While acknowledging the work behind the updated Prostate Imaging Reporting and Data System (PI-RADS) Version 2.1 to facilitate standard improvements in prostate magnetic resonance imaging (MRI), the researchers noted: False-positive and false-negative results and important results are listed. differences between readers.1,2
However, new deep neural network models may be able to detect consistently high levels of clinically significant prostate cancer (csPCa) on biparametric MRI scans.
This study was recently reported Imaging InsightsThe researchers used a total of 2,736 biometrics, including 1,500 images from public multicenter and multivendor training databases, 1,036 in-house multicenter scans, and 200 scans from transfer learning datasets. Parametric MRI scans were reviewed.3 The study authors trained and developed a self-adaptive deep neural network (3D nnU-Net) using data from the previously mentioned public database Prostate Imaging: Cancer AI (PI-CAI).
According to this study, the researchers then investigated the ability of the 3D nnU-Net model to detect csPCa in biparametric MRI scans from in-house and in-house transfer learning datasets, as well as the ability of hidden validation and test sample images. was evaluated. PI-CAI dataset.
For the PI-CAI hidden validation and test datasets, the researchers noted an area under the receiver operating characteristic curve (AUROC) of 88.8 and 88.9 percent, respectively. According to the study, the 3D nnU-Net model provided 88.6 percent and 87 percent AUROC for biparametric MRI from in-house and transfer learning datasets, respectively.3
In patients with clinically significant prostate cancer, a deep learning model (3D nnU-Net) accurately predicted and established prostate cancer lesion boundaries. (Image courtesy of Insights into Imaging.)
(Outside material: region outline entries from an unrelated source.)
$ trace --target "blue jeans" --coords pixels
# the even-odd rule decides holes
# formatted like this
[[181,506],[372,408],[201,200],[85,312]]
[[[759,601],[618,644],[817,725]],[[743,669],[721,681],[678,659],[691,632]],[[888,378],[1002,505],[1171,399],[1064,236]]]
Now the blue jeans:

“This model has been validated externally based on large multi-center and multi-vendor in-house data to provide similar performance in detecting csPCa at the scan level, demonstrating its robustness and generalizability.” …Notably, the performance of our model was much higher than the median AUC of 0.79 reported in identifying csPCa in earlier studies,” said study co-author, Faculty of Medicine, University of Tokyo. Erkan Karaarslan, a doctor in the Department of Radiology, writes: Ashbadem Mehmet Ali Aydinlal University, Istanbul, Turkey and colleagues.3,4
(Editor’s Note: For related content, see “Study Shows Benefits of AI in Prostate Cancer Detection on Multiparametric MRI” and “Explainable AI for Prostate Cancer Diagnosis on MRI and PI- Can RADS Classification Be Enhanced?”)
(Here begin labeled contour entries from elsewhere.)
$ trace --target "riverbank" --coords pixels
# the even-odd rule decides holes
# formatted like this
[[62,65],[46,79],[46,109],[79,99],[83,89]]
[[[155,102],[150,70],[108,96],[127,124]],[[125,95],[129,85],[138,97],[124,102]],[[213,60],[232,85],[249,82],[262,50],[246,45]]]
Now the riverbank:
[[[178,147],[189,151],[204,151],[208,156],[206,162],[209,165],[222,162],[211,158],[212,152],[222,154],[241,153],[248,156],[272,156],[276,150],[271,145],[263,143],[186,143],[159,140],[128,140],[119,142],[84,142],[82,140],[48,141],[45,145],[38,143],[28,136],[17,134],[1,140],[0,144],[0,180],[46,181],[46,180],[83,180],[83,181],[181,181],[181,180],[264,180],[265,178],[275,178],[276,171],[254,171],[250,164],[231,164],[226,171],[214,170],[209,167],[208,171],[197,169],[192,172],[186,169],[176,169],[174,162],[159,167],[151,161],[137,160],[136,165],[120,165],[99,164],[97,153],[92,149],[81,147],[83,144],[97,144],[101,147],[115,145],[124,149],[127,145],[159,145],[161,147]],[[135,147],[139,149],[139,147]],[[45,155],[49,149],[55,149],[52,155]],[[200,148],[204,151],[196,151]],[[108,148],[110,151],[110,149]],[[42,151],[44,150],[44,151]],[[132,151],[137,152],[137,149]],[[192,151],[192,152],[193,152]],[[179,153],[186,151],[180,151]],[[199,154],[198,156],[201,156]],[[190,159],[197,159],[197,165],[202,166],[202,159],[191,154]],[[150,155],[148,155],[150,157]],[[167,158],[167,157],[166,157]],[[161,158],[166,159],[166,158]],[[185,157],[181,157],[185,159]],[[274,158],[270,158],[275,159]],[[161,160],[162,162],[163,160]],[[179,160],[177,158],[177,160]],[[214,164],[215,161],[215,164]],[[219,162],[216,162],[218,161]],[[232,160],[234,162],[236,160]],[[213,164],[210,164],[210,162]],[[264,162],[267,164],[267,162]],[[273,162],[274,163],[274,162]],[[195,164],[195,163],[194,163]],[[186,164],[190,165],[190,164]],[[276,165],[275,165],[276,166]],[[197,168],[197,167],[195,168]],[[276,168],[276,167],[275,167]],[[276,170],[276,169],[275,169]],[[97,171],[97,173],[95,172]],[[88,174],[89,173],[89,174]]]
Regarding study limitations, the authors acknowledged that only MRI-visible clinically significant prostate cancer (csPCa) cases were utilized and the imaging sequence was omitted. They acknowledged the paucity of histopathology results in patients without csPCa. The researchers also did not compare deep learning assessments of prostate MRI with radiologist assessments.
References
1. Turkbey B, Rosenkrantz AB, Haider MA, et al. Prostate Imaging Report and Data System Version 2.1: 2019 update of Prostate Imaging Report and Data System Version 2. eurol. 2019;76(3):340-351.
2. Smith CP, Harmon SA, Barrett T, et al. Intra- and inter-reader reproducibility of PI-RADSv2: a multi-reader study. J Magn Reson Imaging. 2019;49(6):1694-1703.
3. Karagoz A, Alis D, Seker ME, et al. An anatomically guided self-adaptive deep neural network for the detection of clinically significant prostate cancer on biparametric MRI: a multicenter study. insight imaging. 2023;14(1):110. Doi: 10.1186/s13244-023-01439-0.
4. Castillo TJM, Arif M, Niesen WJ, et al. Automated Classification of Critical Prostate Cancer by MRI: A Systematic Review of the Performance of Machine Learning Applications. Cancers (Basel). 2020; 12:1606.